AIガバナンスが取締役会の課題になった理由
AIが実験から中核的な判断、すなわち引受、与信、保険金支払、不正検知、顧客対応へと移るにつれ、その失敗は全社的なリスクになります。偏りのあるモデルは差別に関する法的責任を生み得ます。監視されていないモデルは、静かに漂流して誤った判断へ至り得ます。生成AIのシステムは、誰かがそれに基づいて行動してしまう情報を捏造し得ます。金融、保険、データ保護の各規制当局は、AIが自らの所管に確かに含まれると明言しています。
ガバナンスは、AIを制御されていない能力から管理された能力へと変えるものです。規制当局や取締役会が問うことに答えます。どのAIを動かしているのか、何が起こり得るのか、誰が責任を負うのか、なお正しく機能しているとどう分かるのか、そして証跡はどこにあるのか。
モデルリスク管理を土台にし、作り直さない
規制業種の企業には、すでに強みがあります。モデルリスク管理です。SR 11-7の規律、すなわち一覧の整備、独立した検証、継続的なモニタリング、実効的なチャレンジ、明確な役割分担は、そのままAIに対応します。賢明なのは、切り離された並行プログラムを立ち上げるのではなく、既存のモデルリスクの枠組みをAIへ拡張することです。
AIが加えるのは、統制が扱わなければならない新たな失敗の形です。学習データの品質と来歴、コンセプトとデータのドリフト、不透明なモデルの説明可能性、公平性とバイアスの検証、敵対的あるいは改変された入力に対する頑健性、そして生成AIやエージェント型のシステムについては、システムが自律的に行ってよい範囲を定めるガードレールです。
AIガバナンスを形づくる枠組み
NIST AI Risk Management Frameworkは、広く採用されている任意の枠組みで、統治、マッピング、測定、管理という四つの機能を軸に構成され、組織がライフサイクル全体でAIのリスクを特定し対処するのを助けます。柔軟であり、プログラムの背骨として適しています。
EU AI法は、AIに関する初の包括的で拘束力のある法律です。システムをリスクで分類し、許容できないリスクの用途を禁止し、与信や保険を含む多くの高リスクシステムには、データガバナンス、文書化、人による監督、正確性、透明性に関する厳格な義務を課し、汎用AIモデルには独自の責務を定めます。ISO/IEC 42001はこれらを補完し、情報セキュリティにおけるISO 27001と同じように、AIについて認証可能なマネジメントシステム規格を提供します。
実際に効く統制のまとまり
実効的なAIガバナンスは、少数の運用上の統制に集約されます。AIシステムとユースケースの網羅的な一覧を維持し、それぞれに責任者とリスク区分を割り当てること。潜在的な損害に応じて統制の深さが変わるよう、リスクを分類すること。人による監督を必須とし、重要な判断について責任を負い、介入できる担当者を置くこと。

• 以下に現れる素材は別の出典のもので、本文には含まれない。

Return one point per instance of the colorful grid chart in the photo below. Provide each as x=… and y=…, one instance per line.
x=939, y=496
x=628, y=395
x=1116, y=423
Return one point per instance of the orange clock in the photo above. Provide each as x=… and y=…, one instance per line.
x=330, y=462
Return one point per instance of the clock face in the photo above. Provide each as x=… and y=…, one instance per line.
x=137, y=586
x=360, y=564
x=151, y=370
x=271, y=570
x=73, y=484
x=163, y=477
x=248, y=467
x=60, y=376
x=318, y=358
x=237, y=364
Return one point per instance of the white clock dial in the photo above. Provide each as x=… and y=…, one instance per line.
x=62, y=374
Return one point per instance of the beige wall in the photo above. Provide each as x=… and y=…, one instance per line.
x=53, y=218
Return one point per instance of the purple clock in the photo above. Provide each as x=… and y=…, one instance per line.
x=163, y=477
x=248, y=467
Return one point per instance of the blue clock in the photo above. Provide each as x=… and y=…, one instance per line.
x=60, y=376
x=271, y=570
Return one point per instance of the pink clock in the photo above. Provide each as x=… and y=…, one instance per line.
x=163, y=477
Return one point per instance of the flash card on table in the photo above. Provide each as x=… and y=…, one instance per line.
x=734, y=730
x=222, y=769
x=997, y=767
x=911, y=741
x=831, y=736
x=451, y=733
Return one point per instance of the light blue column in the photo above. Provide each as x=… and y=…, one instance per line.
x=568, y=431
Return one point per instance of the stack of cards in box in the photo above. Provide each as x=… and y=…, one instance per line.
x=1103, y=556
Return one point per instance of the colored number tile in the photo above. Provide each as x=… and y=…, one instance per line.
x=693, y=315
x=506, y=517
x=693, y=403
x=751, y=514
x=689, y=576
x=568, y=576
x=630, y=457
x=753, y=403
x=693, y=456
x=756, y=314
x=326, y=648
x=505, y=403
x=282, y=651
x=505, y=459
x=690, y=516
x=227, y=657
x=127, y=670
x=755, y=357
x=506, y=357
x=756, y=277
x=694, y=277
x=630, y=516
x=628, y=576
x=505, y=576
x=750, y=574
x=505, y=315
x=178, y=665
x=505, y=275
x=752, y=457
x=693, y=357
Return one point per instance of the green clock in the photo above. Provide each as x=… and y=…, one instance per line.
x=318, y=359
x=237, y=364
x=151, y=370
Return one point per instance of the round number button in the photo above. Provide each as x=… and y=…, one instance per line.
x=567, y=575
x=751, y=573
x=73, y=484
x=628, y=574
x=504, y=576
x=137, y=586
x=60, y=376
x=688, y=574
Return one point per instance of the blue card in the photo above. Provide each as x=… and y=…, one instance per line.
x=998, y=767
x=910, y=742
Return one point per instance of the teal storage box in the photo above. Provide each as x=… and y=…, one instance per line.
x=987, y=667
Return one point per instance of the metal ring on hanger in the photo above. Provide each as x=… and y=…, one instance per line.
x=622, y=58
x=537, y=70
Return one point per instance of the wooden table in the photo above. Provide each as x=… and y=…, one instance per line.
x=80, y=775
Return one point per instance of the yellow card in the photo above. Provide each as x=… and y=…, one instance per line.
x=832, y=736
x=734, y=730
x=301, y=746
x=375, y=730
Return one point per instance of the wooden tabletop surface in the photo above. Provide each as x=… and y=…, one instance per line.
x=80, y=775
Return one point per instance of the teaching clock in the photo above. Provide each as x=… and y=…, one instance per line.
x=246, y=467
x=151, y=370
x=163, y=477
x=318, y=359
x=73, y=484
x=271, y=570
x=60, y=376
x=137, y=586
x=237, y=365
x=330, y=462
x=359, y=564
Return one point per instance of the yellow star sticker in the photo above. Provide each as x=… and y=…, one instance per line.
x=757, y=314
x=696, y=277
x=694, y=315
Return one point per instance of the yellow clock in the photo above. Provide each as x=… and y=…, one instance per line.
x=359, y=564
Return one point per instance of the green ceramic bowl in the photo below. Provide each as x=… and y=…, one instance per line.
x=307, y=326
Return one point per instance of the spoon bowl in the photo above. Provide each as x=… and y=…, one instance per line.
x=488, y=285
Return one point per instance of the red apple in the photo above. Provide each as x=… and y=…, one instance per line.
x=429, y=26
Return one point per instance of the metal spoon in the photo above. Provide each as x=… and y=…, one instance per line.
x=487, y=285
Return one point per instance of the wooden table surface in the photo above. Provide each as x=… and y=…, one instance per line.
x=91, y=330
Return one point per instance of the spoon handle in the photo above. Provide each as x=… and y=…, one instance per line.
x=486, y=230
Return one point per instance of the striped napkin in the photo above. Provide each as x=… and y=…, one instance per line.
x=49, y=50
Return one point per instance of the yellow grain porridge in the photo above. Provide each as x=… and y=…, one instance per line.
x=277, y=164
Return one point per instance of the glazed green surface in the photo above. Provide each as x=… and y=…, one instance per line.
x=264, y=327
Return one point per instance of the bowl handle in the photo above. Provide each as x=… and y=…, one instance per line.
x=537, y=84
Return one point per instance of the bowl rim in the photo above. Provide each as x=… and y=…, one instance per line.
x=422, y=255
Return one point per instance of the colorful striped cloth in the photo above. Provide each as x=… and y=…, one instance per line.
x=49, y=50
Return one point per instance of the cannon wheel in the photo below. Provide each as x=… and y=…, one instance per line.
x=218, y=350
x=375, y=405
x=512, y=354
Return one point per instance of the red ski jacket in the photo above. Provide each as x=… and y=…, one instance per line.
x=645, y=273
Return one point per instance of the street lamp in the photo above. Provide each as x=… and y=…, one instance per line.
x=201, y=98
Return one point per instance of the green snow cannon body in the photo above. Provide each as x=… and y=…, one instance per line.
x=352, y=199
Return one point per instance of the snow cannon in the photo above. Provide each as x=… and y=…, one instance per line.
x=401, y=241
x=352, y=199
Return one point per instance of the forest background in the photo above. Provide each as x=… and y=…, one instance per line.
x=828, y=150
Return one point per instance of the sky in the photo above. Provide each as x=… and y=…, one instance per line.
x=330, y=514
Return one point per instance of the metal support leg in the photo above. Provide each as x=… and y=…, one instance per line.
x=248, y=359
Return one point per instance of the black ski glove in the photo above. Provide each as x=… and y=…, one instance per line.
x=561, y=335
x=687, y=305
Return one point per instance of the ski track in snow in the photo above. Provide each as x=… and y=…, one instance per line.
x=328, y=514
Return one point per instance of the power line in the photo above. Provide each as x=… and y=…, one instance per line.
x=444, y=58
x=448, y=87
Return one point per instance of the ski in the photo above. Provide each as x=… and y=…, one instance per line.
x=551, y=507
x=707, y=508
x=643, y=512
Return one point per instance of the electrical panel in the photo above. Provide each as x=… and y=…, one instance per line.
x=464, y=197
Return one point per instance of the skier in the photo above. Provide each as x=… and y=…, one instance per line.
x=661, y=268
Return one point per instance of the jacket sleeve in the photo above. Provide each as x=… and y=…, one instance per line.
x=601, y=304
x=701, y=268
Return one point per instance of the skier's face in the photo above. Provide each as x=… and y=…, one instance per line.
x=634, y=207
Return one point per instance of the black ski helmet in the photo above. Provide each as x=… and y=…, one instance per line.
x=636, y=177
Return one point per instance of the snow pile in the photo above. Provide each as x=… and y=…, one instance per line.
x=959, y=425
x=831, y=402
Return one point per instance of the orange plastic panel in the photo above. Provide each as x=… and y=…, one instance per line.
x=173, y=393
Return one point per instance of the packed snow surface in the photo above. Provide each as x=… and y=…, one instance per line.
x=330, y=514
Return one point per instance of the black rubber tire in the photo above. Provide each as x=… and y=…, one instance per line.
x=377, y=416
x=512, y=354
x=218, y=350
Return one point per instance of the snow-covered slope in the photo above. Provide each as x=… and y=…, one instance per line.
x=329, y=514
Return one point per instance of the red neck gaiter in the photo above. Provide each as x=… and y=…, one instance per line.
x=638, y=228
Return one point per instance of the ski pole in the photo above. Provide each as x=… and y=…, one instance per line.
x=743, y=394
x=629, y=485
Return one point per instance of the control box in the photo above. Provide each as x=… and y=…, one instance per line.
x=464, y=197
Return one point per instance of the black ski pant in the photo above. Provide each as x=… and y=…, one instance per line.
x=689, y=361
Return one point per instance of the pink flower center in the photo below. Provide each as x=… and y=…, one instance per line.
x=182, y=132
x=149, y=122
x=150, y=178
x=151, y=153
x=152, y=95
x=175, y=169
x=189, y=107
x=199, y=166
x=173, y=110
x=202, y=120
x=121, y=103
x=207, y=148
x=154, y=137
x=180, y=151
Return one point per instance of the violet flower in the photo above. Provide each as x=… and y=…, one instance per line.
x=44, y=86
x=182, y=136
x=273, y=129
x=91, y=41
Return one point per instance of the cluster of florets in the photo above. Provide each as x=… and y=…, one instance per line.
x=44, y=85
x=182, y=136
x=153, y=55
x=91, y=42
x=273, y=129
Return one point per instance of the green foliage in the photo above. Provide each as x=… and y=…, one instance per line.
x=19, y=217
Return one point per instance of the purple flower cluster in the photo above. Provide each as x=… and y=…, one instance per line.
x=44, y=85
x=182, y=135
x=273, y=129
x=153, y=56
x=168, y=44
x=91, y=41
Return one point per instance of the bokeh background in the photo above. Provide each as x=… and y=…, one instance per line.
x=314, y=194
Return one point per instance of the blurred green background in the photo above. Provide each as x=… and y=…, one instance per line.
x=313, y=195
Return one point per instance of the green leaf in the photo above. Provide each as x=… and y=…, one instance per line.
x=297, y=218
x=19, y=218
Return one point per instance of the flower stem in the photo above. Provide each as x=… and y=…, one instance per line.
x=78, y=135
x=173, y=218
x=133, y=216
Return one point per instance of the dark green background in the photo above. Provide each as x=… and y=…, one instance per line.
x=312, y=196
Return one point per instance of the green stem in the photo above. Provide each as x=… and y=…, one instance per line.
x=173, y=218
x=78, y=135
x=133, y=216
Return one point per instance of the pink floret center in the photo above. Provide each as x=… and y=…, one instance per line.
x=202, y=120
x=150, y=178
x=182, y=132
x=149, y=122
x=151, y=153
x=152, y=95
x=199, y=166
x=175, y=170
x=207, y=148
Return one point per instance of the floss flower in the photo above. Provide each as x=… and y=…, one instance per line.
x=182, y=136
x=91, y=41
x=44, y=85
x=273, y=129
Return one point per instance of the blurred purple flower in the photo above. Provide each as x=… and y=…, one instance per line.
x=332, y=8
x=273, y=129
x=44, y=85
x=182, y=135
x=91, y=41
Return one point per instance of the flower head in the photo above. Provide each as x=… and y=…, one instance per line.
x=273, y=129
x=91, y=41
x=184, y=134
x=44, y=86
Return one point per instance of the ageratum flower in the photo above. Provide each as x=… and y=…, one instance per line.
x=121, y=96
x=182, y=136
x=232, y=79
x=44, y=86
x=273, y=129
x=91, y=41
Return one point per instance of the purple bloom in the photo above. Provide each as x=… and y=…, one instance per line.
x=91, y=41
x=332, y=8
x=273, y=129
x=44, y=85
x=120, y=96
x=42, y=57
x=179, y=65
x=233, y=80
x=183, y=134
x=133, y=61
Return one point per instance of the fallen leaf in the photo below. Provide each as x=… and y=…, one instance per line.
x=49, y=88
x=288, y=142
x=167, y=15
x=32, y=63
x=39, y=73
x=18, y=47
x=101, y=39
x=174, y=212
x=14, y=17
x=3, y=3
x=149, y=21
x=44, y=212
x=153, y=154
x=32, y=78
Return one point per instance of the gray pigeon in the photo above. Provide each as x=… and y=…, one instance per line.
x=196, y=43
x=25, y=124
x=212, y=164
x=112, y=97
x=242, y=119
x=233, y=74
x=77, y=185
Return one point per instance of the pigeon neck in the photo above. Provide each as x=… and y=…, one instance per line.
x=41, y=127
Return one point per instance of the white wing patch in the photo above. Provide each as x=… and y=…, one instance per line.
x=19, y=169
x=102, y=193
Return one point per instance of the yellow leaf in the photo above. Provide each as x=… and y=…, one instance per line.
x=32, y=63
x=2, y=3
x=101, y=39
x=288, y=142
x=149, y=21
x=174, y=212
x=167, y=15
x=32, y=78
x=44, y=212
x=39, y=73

そのうえで継続的に監視します。稼働後の性能、ドリフト、バイアス、インシデントを、リリース時だけでなく本番で追跡します。生成AIのシステムは信頼できるデータに基づかせ、出典を示して回答を検証可能にします。そして、プロンプト、データソース、モデルのバージョン、承認、操作のすべてを改ざん検知可能な記録に残し、ライフサイクル全体を事後に監査できるようにします。
統制されたAIの実践
AIガバナンスで最も難しいのは、イノベーションを窒息させずに、規模を伴う形でそれを実効あるものにすることです。誰も読まないPDFの中に存在する方針は、何も統治しません。統制は、AIが実際に使われる場所、すなわち業務のワークフローに埋め込まれ、基盤によって強制され、通常の運用の副産物として証跡を生み出す必要があります。
これが、統制されたAIというアプローチの根底にある原則です。組織自身のデータに基づき、単独で決めるのではなく提案し、明示されたポリシーのガードレールの内側で動作し、あらゆる操作が監査証跡に残るAI。うまく設計されたガバナンスは、AIにとってのブレーキではありません。規制業種の企業がそもそも自信をもってAIを展開できるようにする、そのものです。